Sowohl für die mögliche Wirkung als auch für das Nebenwirkungsrisiko gibt es mittlerweile einige individuelle Marker. Lange bekannt sind die Antikörper bei Beta-Interferonen. Die besagen, dass der positive Patient weniger oder gar nicht auf die Therapie anspricht. Man wechselt also besser zu einem Wirkstoff mit anderer Wirkweise. Umgekehrt gibt es auch Antikörper etwa bei Alemtuzumab, die seltene aber schwere Folgen haben können. Hier helfen Biomarker, dass der Patient nicht "im Freiflug" testen muss, ob er dazu zählt, sich im Zweifelsfall nicht als "Opfer der Statistik" betrachten müsse.

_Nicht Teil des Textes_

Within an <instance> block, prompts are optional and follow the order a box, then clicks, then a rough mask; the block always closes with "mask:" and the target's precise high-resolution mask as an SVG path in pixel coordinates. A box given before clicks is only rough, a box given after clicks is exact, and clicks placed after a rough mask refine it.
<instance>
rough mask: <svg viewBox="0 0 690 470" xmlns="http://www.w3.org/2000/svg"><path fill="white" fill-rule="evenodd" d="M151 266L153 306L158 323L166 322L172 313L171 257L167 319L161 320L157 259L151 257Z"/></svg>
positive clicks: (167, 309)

Ähnliches gilt für das JC-Virus, wobei das reine Vorhandensein das PML-Risiko nicht allein erhöhe: vorherige Immunsuppression (etwa durch Mitox) und die Dauer der Anwendung (> 2 Jahre) erhöhten es noch mehr.

Um bessere Daten und eines Tages noch bessere Biomarker zu erhalten, seien ein Immuntherapie-Register sowie eine Blutbank beim KKNMS (Krankheits Kompetenznetz Multiple Sklerose) eingerichtet worden.

Fazit

Das MS-Symposium hat gezeigt, dass Multiple Sklerose bei aller Komplexität, die diese individuell so unterschiedlich ausgeprägte Krankheit mit sich bringt, ein spannendes Thema ist. Erst recht, wenn Neurologen zu Wort kommen, die den Patienten ihr Thema derart verständlich und dabei noch unterhaltsam nahebringen können, wie die Referenten des Stuttgarter MS-Symposiums.